Les complications générales sont les plus redoutables et surviennent surtout en cas de déficit des membres inférieurs.

  • Complications thromboemboliques chez un patient confiné au lit. Les mesures de prévention d'une thrombophlébite d'un membre inférieur doivent être mises en place très rapidement : anticoagulation à doses préventives, mobilisation et stimulations mécaniques du retour veineux ; tout essoufflement, douleur basithoracique, malaise doit faire craindre une embolie pulmonaire chez ces patients exposés.
  • Complications bronchopulmonaires par encombrement – favorisé par l'alitement –, et parfois des fausses routes.
  • Chutes lors de la reprise de la marche ou lors de l'aggravation du déficit (PRNA), par déficit moteur ou trouble proprioceptif sévère, avec risque de fracture ou de traumatisme crânien.

B. Complications locorégionales

Les complications locorégionales sont également fréquentes.

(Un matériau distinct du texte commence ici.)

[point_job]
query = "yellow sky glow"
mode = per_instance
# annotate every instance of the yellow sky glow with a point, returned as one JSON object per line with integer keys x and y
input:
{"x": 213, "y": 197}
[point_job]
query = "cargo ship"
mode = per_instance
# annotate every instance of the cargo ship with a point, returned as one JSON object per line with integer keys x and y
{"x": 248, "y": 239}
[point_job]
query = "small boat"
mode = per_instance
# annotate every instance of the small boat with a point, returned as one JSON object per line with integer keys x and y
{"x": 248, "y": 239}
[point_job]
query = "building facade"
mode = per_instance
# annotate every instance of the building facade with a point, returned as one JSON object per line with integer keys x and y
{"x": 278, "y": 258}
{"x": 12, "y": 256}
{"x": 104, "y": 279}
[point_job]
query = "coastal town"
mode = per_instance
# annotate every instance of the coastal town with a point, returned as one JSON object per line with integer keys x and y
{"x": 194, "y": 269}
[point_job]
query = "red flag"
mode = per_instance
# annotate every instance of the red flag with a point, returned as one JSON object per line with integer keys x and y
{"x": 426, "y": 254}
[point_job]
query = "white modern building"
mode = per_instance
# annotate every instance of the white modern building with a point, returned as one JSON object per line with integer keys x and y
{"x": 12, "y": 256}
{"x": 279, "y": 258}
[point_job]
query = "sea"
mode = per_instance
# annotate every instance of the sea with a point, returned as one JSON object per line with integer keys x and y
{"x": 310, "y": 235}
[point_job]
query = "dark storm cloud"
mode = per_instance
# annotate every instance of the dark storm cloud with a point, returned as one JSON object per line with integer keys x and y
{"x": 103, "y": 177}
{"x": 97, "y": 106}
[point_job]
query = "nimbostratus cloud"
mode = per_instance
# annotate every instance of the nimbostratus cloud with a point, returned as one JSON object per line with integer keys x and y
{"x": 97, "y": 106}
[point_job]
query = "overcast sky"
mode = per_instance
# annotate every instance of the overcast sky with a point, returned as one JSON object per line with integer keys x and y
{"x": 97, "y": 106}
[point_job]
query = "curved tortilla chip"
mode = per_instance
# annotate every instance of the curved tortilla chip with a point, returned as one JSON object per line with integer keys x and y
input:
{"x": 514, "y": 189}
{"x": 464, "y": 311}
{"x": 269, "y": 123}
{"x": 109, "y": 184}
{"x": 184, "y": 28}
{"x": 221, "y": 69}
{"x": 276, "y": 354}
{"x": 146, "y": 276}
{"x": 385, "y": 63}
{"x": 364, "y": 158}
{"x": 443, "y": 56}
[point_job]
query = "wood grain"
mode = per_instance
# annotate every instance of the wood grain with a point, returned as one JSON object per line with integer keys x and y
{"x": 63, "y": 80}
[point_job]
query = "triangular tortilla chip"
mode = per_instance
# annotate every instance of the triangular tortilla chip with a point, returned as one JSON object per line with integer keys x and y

  • Escarres (talons, sacrum), prévenues par les modifications régulières du positionnement au lit (décubitus latéral alterné), les massages cutanés pluriquotidiens, la mobilisation du membre paralysé et le matériel de décharge (coussins de formes diverses, matelas à eau).
  • Enraidissement d'un membre déficitaire avec risque de rétraction (sur hypertonie pyramidale, notamment) et de complications ostéoarticulaires : périarthrite, notamment scapu-lohumérale, ostéome para-articulaire, notamment au coude et au genou. La lutte contre la spasticité passe par une prise en charge en kinésithérapie avec mobilisation et parfois l'injection de toxine botulique.
  • Algoneurodystrophie du membre supérieur, dont la prévention passe par une prise en charge en kinésithérapie douce indolore; une fois la complication apparue, le traitement fait appel au repos, au refroidissement du membre.
  • Traumatisme d'un membre porteur d'un déficit sensitif : brûlures non perçues à la main, troubles trophiques au pied (mal perforant).

Le traitement est essentiellement préventif (mobilisation précoce, prévention d'attitude vicieuse [pied équin]), parfois curatif (intervention sur tendons rétractés).